For a special report in December, CNN's Anderson Cooper talked to John Walsh, host of TV's "America's Most Wanted," about human trafficking in the United States. Here's an edited transcript of the interview.
WALSH: It's all - it's all over this country, and I don't think politicians or the criminal justice system has really dealt with it. It's the ugly underbelly of America.
It's something - save the whales is a good thing, save the polar bears, save the Amazon, but this is ugly, ugly stuff. There's three big revenue streams for illegal activity. No. 1 is drugs. We all know that. Tied with number two with illegal arms and guns is sex trade.
And who is the No. 1 country that engages in sex trade and use of illegal workers and keeping them in slavery like those women? It's America. And we have Central Americans. We have Mexicans -
COOPER: Tens of thousands of people are brought - are trafficked into the United States for this, for slavery.
WALSH: For sex, for work, work they don't want to do, work they don't have to do, seven days a week. Brutalized, scared to death, threatened with, "We'll kill you. We'll kill your family."
I think it's the underbelly of this rich, rich country we live in that touts personal freedoms all over the world. We are the freest country in the world. Every time I come back, I say thank God that I live in America.
But we're also a great country in denial. We're a country that says freedom of sex, freedom of speech. How about freedom of life? Of trying to live your life not being exploited and not being used in sex trade or working in a job that you're terrified to tell anybody.
COOPER: And I guess, I mean, some people say, well, look, these women were brought in from Africa working in this hair salon. They weren't chained up. They weren't, you know. They were coming and going. They were walking to work every day. Why didn't they try to escape? I guess the answer to that or one of the answers is, had they tried to escape, they were afraid of being deported and being sent back.

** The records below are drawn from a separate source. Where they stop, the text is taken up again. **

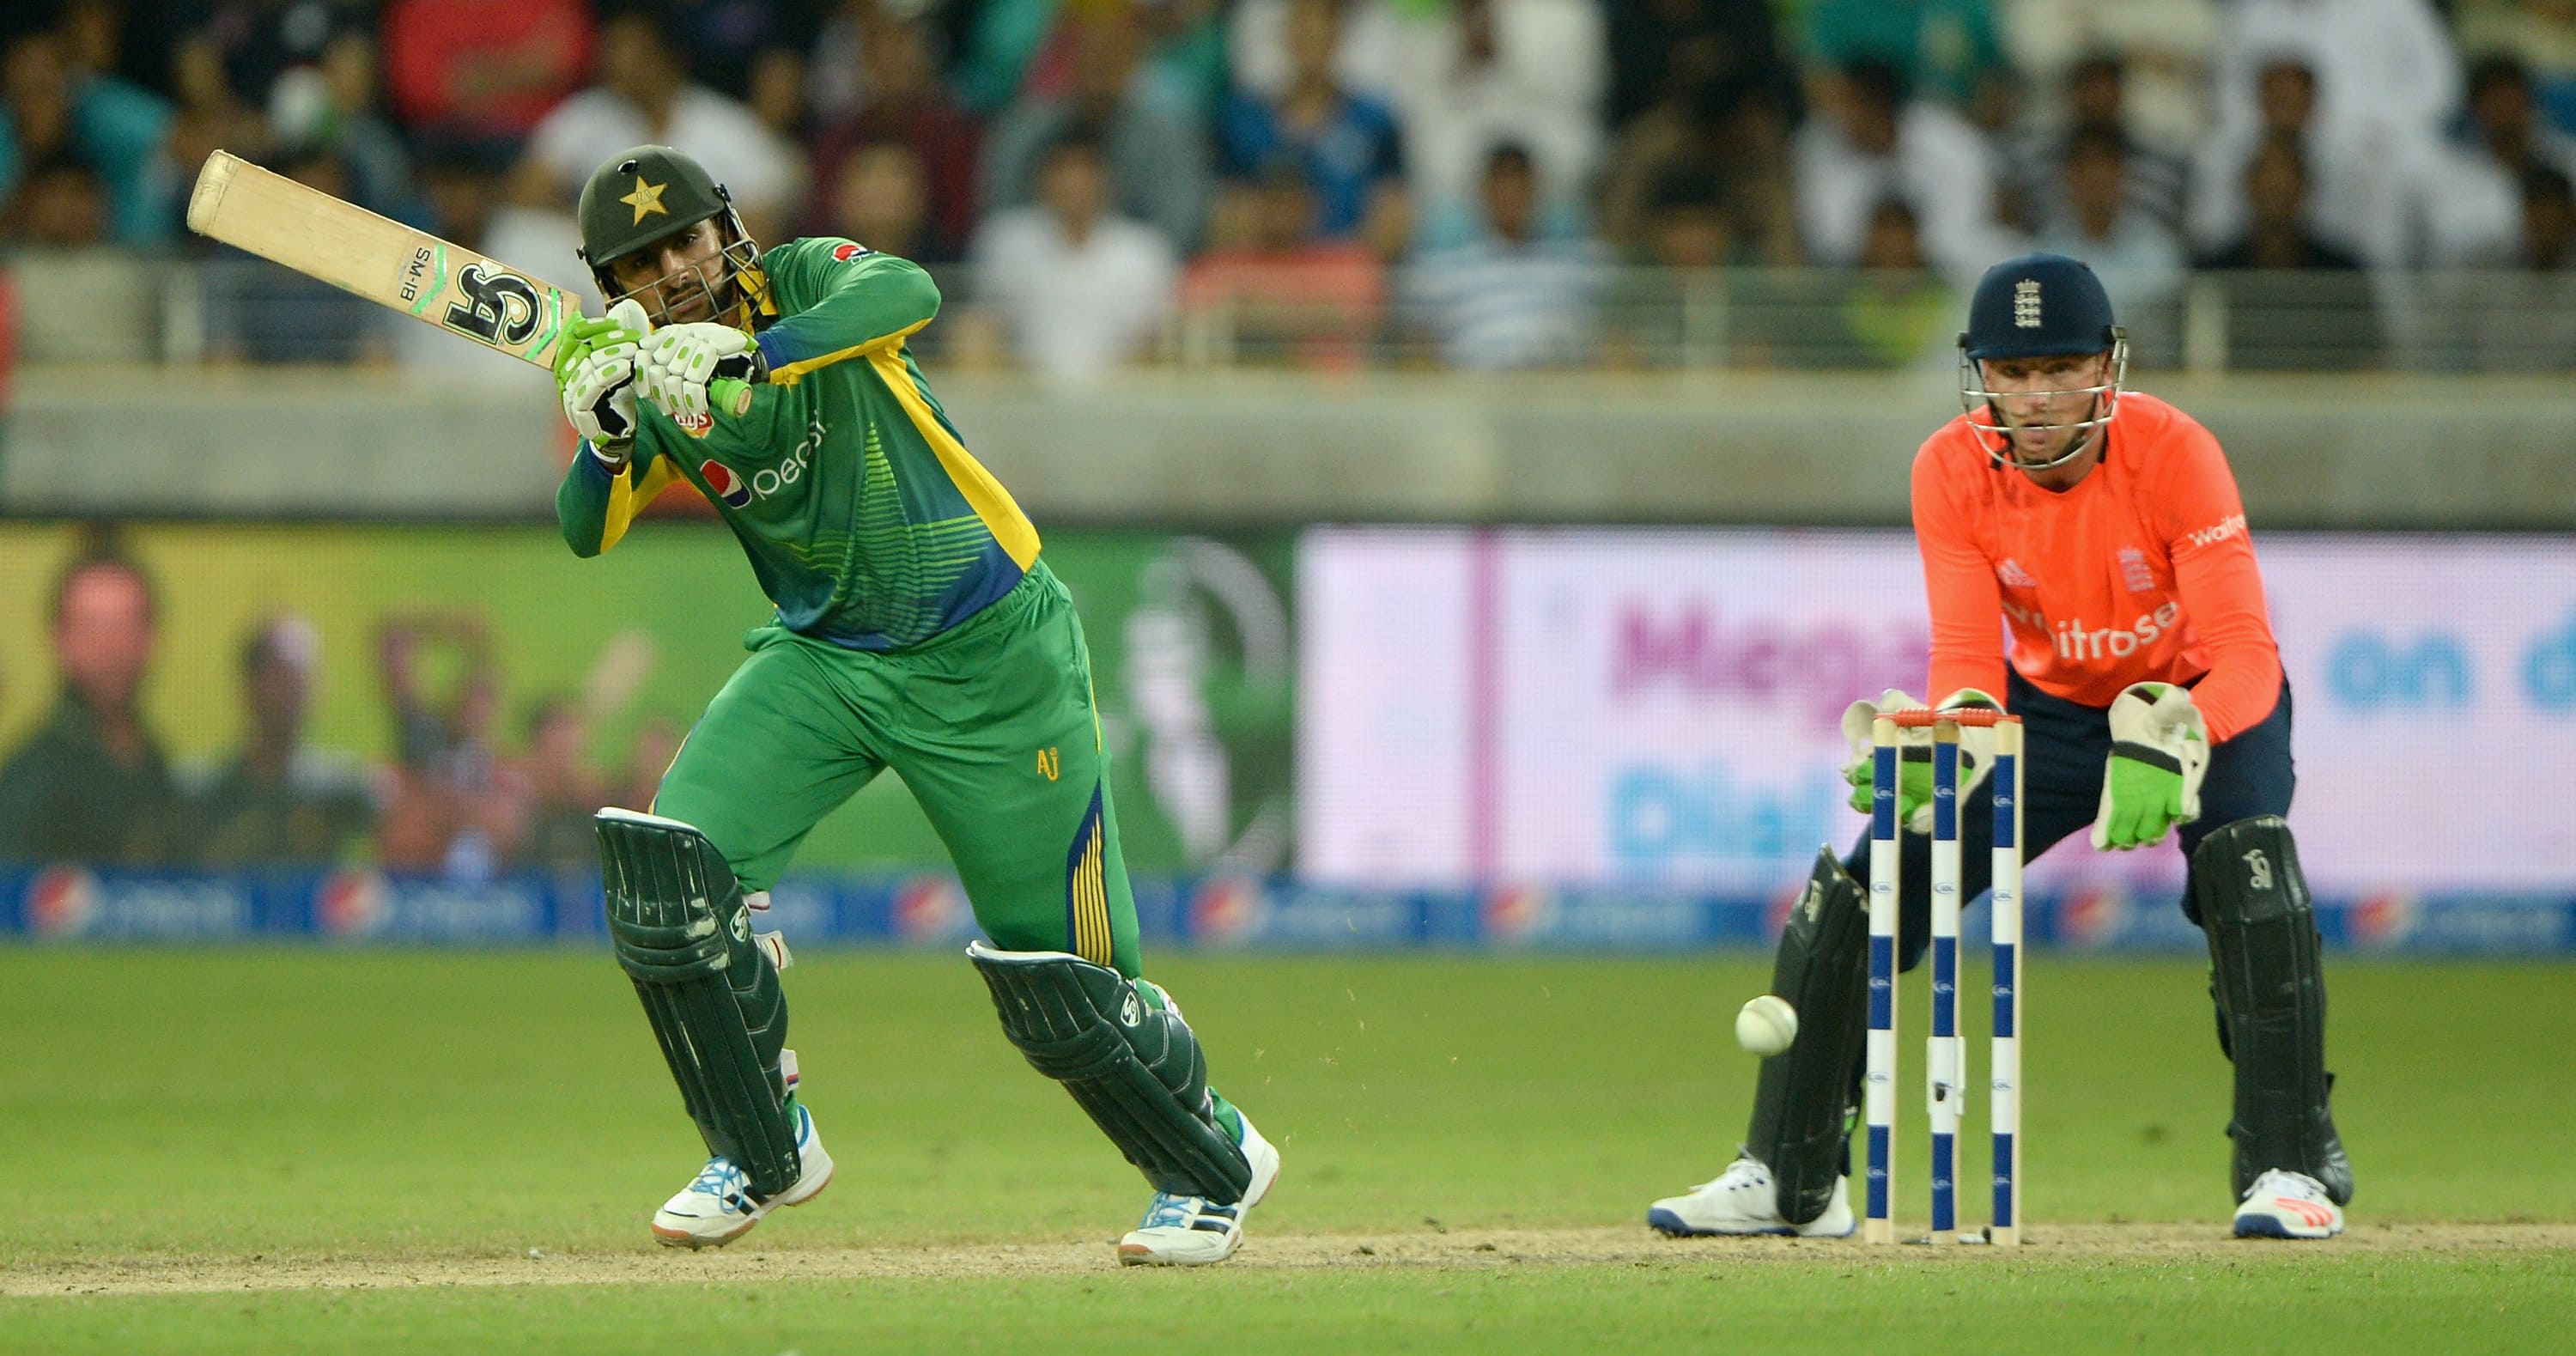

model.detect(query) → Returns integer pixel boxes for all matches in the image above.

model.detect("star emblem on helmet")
[622,176,670,225]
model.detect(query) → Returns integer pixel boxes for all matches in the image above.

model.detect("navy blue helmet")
[1959,252,2119,360]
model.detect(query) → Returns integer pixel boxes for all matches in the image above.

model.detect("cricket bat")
[185,149,753,416]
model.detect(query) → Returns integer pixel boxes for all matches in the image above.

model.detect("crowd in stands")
[5,0,2576,375]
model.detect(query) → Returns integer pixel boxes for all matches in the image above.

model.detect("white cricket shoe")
[1649,1155,1856,1237]
[1116,1113,1281,1266]
[650,1102,835,1249]
[2233,1169,2344,1239]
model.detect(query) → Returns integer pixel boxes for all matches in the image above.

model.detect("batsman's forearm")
[2172,542,2283,742]
[752,256,940,383]
[557,446,619,557]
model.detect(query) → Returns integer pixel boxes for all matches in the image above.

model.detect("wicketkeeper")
[1649,252,2353,1240]
[549,145,1279,1263]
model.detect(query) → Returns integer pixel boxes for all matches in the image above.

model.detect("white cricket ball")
[1735,995,1799,1056]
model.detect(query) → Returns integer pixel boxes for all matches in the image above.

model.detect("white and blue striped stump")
[1865,718,1900,1245]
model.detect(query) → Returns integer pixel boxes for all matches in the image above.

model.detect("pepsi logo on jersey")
[700,459,753,507]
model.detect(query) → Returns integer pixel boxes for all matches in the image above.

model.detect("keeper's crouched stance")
[1648,254,2351,1242]
[556,146,1274,1262]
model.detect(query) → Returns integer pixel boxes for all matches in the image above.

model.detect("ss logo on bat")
[444,264,543,347]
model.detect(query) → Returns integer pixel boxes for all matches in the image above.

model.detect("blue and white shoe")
[650,1102,835,1248]
[2233,1169,2344,1239]
[1649,1155,1856,1237]
[1116,1113,1281,1266]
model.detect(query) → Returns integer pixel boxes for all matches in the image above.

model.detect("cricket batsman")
[1647,253,2353,1241]
[548,145,1279,1263]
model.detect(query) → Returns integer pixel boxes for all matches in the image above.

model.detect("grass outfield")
[3,951,2571,1353]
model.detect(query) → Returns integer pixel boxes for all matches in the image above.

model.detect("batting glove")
[556,301,648,458]
[2092,682,2209,850]
[637,323,763,423]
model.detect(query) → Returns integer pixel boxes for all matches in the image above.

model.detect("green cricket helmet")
[574,145,773,328]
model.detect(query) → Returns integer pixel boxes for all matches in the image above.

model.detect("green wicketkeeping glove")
[1841,688,2002,832]
[2092,682,2210,850]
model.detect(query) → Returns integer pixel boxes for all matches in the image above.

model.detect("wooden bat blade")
[185,149,580,370]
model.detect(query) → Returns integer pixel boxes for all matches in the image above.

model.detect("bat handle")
[709,377,756,417]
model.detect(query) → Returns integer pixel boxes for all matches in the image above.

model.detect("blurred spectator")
[161,17,262,203]
[820,140,932,260]
[2444,164,2576,370]
[1217,0,1406,254]
[2187,58,2385,261]
[967,131,1179,386]
[380,0,592,143]
[2032,128,2185,350]
[2006,53,2187,234]
[660,0,818,109]
[2196,137,2382,369]
[1180,165,1386,368]
[3,155,112,246]
[981,6,1212,252]
[949,0,1068,114]
[1595,0,1800,265]
[515,9,803,243]
[2382,54,2576,269]
[1636,169,1735,271]
[805,11,982,260]
[1983,0,2221,151]
[1227,0,1403,106]
[2458,0,2576,137]
[1794,60,2018,279]
[267,27,417,220]
[192,617,374,866]
[1130,0,1234,124]
[2524,163,2576,269]
[2199,137,2370,271]
[1801,0,2006,115]
[204,151,391,362]
[1608,0,1795,130]
[746,45,808,138]
[0,26,176,247]
[512,694,605,873]
[955,0,1226,118]
[190,0,363,114]
[0,266,15,437]
[2211,0,2459,173]
[1838,198,1955,368]
[65,0,188,105]
[1386,0,1607,250]
[374,611,519,879]
[1404,141,1607,369]
[0,540,186,865]
[1601,167,1734,367]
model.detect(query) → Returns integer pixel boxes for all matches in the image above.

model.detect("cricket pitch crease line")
[9,1224,2574,1297]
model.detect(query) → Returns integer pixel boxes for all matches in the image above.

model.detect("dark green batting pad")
[1745,847,1874,1225]
[597,809,801,1198]
[969,944,1253,1202]
[2195,816,2354,1206]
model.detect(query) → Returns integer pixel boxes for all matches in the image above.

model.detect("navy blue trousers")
[1840,672,2295,973]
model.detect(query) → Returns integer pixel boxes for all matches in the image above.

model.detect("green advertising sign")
[0,523,1291,872]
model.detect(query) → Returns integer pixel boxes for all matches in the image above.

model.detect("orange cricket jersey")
[1910,391,2283,742]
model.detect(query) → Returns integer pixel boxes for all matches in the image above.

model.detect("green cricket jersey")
[555,239,1039,649]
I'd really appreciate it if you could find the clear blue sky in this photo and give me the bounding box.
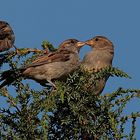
[0,0,140,138]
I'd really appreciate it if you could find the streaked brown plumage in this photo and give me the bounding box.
[81,36,114,95]
[0,21,15,52]
[0,39,85,88]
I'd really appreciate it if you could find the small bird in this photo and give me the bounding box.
[81,36,114,95]
[0,39,85,88]
[0,21,16,52]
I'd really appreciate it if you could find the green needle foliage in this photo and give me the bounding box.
[0,43,140,140]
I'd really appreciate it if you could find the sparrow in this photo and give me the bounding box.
[0,21,16,52]
[0,39,85,88]
[81,36,114,95]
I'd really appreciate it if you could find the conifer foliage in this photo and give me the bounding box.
[0,42,140,140]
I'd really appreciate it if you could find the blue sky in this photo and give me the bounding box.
[0,0,140,138]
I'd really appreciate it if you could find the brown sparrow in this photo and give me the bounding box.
[0,21,16,52]
[81,36,114,95]
[0,39,85,88]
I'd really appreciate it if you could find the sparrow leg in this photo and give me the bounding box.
[47,80,57,89]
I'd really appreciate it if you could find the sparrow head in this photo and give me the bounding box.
[85,36,113,50]
[0,21,12,33]
[58,39,85,52]
[0,20,15,43]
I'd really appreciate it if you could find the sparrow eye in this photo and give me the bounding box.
[95,38,99,41]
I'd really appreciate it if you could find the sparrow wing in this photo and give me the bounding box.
[25,50,72,68]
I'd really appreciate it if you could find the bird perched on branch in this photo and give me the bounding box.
[0,21,16,52]
[0,39,85,88]
[81,36,114,95]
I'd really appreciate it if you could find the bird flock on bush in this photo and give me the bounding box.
[0,20,114,95]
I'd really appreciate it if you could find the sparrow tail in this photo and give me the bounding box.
[0,69,24,88]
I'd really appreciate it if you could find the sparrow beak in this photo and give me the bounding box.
[76,42,85,48]
[85,40,95,47]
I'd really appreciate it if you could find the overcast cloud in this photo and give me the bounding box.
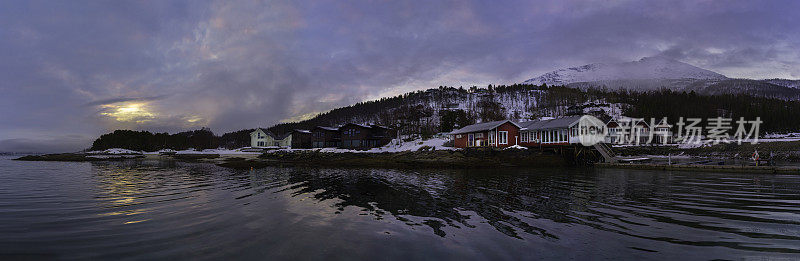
[1,0,798,152]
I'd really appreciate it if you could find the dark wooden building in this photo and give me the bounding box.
[311,126,341,148]
[340,123,396,149]
[289,129,313,149]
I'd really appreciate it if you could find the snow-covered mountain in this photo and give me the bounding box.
[521,56,800,99]
[765,79,800,89]
[523,56,727,87]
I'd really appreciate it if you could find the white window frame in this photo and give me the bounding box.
[499,131,508,144]
[521,131,528,142]
[476,133,484,138]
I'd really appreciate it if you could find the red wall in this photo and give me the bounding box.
[452,122,520,148]
[495,122,519,148]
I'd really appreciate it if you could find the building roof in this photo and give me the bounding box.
[274,132,291,140]
[342,123,371,129]
[251,128,277,138]
[519,115,583,131]
[293,129,311,134]
[448,120,521,135]
[314,126,339,131]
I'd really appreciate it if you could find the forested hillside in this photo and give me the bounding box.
[270,84,800,135]
[90,84,800,151]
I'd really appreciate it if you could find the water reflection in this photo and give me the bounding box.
[242,166,800,253]
[2,156,800,260]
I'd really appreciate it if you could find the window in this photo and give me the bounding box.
[456,134,462,138]
[476,133,483,138]
[499,131,508,144]
[521,131,528,142]
[468,134,475,147]
[258,141,264,146]
[488,132,494,144]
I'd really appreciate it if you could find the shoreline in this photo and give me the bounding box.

WALSH: Of retribution. I mean, the people who manipulate these people are good at it. They brought them in. They smuggled it in. Look at the Mexican people that have been smuggled in here. I've done many cases of Mexican pimps and madams. A woman who smuggled in young girls from Mexico telling them that they're going to be maids, again, at the Ritz Carlton. They're going to be a waitress at an Applebee.
And where are they brought to? South Florida where I'm from or they're brought to Southern California or Texas. And they're brutalized by - pimps control them and say, "I'll kill you. You don't tell anybody. Or we'll get back into Mexico and we'll kill your loved ones. We know exactly where you're from. We got you from your family."
COOPER: Do you think the law knows how to deal with this? I mean, the trafficker in the case of the Africans in the hair salon got 27 years. That's an extraordinarily long sentence for - it's a rare sentence.
WALSH: It's a bellwether. It's great. It sends that large message that, if you're going to bring people into this country illegally and exploit them, you're going to pay for it. And I think law enforcement's ready to saddle up for years. They just don't have the resources.
The FBI and the National Center for Missing and Exploited Children just partnered up in a nationwide sting. And they arrested 900 people that were involved in sex trafficking of little children, of teenagers, girls, 12, 13 years old. They got - I forget how many kids that they got out of that. Something like 30 kids they got out of it.
They've been wanting to do this for years. They need the mandate. They need the money. They need the training. They need the resources. And they need the politicians to say it's not just enough to deport these guys and push them back over the border. They're going to come back in six months and they're going to operate somewhere else.